The 100 Greatest Cartoons Of All Time (60-51)

Animation is a storytelling medium unlike any other. It isn’t restricted by budget or bound by logic. The only imitations are that of the imagination. A child didn’t understand that Speed Racer was animated on 3’s, saving time and paper but giving it an unnatural motion that’s been parodied dozens of times. They didn’t give a shit because the car was cool and there was a monkey in it. No kid cares why Bugs Bunny can talk or why the Simpsons are yellow. They’ll accept it because it’s animated. Cartoons have to ability to suck us in but also present a world that we’ll instantly accept. Nothing taps into the imagination like cartoons, Whether it’s old school like The Ruff and Reddy Show (Not on the list) or brand new like The Happy Fun Times of Bojack Horseman (That’s not the title), animation has been here since the beginning and it shows no signs of going anywhere.

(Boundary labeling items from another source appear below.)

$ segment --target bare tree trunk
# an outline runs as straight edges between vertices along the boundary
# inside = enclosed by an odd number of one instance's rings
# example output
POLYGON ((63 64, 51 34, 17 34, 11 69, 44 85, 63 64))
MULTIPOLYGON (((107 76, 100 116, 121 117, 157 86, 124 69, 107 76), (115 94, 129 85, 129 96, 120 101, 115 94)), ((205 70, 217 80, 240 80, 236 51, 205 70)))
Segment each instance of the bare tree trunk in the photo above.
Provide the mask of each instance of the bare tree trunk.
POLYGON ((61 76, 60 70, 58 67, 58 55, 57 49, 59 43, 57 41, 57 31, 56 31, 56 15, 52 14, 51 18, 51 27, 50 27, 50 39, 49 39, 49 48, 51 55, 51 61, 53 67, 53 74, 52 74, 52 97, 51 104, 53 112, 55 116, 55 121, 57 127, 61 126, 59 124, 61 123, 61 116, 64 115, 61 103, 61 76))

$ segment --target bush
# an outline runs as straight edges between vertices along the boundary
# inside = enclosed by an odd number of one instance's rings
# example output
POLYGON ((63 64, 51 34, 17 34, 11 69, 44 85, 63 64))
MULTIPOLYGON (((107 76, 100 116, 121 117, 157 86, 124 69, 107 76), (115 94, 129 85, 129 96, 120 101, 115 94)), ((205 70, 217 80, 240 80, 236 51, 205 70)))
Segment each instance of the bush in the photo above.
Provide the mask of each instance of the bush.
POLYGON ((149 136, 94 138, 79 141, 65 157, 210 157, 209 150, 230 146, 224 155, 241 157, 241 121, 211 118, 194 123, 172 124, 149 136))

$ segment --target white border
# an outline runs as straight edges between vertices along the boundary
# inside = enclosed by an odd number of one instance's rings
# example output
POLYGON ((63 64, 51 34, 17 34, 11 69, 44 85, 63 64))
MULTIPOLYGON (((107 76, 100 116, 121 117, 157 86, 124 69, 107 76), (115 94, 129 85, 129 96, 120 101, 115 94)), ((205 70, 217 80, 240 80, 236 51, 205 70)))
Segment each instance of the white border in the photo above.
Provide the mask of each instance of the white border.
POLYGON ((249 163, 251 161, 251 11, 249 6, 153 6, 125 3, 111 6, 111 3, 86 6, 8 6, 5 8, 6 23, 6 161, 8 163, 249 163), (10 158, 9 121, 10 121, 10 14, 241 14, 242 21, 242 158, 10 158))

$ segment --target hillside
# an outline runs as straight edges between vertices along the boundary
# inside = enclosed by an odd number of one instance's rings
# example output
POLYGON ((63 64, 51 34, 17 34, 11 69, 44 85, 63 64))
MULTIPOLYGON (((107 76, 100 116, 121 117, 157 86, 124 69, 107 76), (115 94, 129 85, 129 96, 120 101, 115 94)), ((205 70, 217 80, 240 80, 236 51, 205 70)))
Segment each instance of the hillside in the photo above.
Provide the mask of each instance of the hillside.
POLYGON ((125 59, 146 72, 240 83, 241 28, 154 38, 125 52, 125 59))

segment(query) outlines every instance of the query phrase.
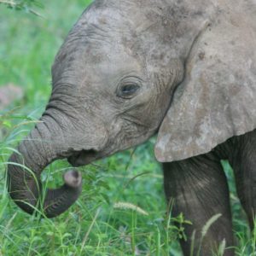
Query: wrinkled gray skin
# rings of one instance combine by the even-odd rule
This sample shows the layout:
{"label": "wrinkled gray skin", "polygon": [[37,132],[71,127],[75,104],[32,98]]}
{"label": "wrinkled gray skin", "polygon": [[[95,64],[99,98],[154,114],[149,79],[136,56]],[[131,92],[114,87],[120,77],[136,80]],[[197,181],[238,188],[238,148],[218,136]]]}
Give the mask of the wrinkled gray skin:
{"label": "wrinkled gray skin", "polygon": [[[56,55],[41,122],[10,157],[9,189],[17,205],[34,212],[40,173],[55,160],[86,165],[158,132],[167,201],[193,223],[182,241],[184,254],[193,230],[196,251],[202,226],[217,213],[201,253],[210,255],[223,239],[231,246],[220,160],[234,167],[251,227],[256,210],[255,13],[254,0],[95,1]],[[76,171],[64,181],[47,192],[49,218],[81,192]]]}

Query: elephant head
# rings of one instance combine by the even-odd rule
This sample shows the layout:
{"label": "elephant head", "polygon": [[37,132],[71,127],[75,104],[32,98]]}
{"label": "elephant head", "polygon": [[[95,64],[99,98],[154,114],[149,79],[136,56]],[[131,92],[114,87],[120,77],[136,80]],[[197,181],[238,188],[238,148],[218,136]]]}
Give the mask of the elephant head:
{"label": "elephant head", "polygon": [[[223,45],[230,52],[236,46],[222,38],[219,25],[212,23],[217,15],[216,6],[203,0],[96,0],[55,57],[45,112],[10,157],[9,189],[17,205],[33,212],[42,194],[40,173],[57,159],[87,165],[158,132],[156,158],[172,161],[253,129],[244,119],[226,119],[233,112],[253,114],[248,108],[233,108],[237,100],[255,102],[250,91],[236,86],[247,75],[253,79],[250,73],[238,75],[240,48],[235,64],[228,53],[222,55]],[[233,83],[224,80],[227,65]],[[226,102],[222,96],[229,97],[230,90],[233,99]],[[46,193],[47,217],[64,212],[81,191],[76,171],[64,180]]]}

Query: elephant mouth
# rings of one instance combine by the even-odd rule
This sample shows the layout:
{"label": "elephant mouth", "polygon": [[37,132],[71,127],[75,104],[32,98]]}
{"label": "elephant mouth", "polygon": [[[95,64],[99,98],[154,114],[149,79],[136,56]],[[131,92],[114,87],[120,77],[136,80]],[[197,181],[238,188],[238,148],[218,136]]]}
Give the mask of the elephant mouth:
{"label": "elephant mouth", "polygon": [[67,161],[73,166],[79,167],[82,166],[88,165],[92,161],[99,158],[99,152],[90,149],[90,150],[81,150],[73,153],[71,156],[67,158]]}

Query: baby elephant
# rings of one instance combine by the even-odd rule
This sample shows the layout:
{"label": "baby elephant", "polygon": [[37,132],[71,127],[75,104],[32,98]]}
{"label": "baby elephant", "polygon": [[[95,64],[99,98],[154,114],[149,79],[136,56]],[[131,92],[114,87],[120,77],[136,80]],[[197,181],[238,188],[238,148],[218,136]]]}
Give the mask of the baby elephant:
{"label": "baby elephant", "polygon": [[[231,247],[221,160],[235,170],[251,228],[256,211],[255,14],[255,0],[96,0],[55,57],[41,122],[10,157],[16,204],[33,212],[40,173],[56,159],[87,165],[157,134],[167,201],[193,223],[181,241],[184,255],[193,231],[197,252],[202,227],[218,213],[201,253],[211,255],[224,239]],[[64,180],[45,196],[49,218],[80,194],[79,172]]]}

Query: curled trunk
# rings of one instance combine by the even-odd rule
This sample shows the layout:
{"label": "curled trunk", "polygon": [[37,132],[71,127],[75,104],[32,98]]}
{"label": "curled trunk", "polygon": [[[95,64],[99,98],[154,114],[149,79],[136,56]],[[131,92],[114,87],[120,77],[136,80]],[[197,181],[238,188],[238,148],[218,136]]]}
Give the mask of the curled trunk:
{"label": "curled trunk", "polygon": [[[49,116],[42,119],[19,145],[18,153],[11,155],[8,166],[9,191],[15,202],[31,214],[42,202],[48,218],[65,212],[78,199],[82,187],[80,173],[73,170],[64,175],[65,183],[61,188],[48,189],[45,196],[43,195],[42,171],[53,160],[68,156],[69,150],[61,129],[53,122]],[[58,137],[58,143],[55,137]]]}

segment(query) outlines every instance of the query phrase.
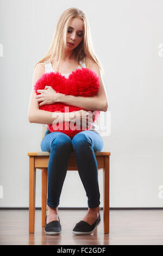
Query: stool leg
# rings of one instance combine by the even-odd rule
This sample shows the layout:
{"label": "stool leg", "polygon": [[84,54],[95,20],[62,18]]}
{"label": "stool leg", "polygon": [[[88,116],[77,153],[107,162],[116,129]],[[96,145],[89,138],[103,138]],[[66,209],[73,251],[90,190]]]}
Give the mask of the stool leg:
{"label": "stool leg", "polygon": [[45,226],[47,188],[47,169],[41,170],[42,227]]}
{"label": "stool leg", "polygon": [[104,156],[103,168],[104,233],[109,233],[109,156]]}
{"label": "stool leg", "polygon": [[29,156],[29,232],[34,233],[35,218],[36,169],[34,157]]}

Here’s my list of The 100 Greatest Animated Shows Of All Time.

Previous Installments: 100-91, 90-81, 80-71, 70-61.

 

60. Spawn

One of, if not the only cartoon HBO ever produced, Spawn is one of the most faithful adaptations ever created. With apologies to Michael Jai White but Keith David was born to play Al Simmons. His unmistakable growl adds a level of depth no other actor could duplicate.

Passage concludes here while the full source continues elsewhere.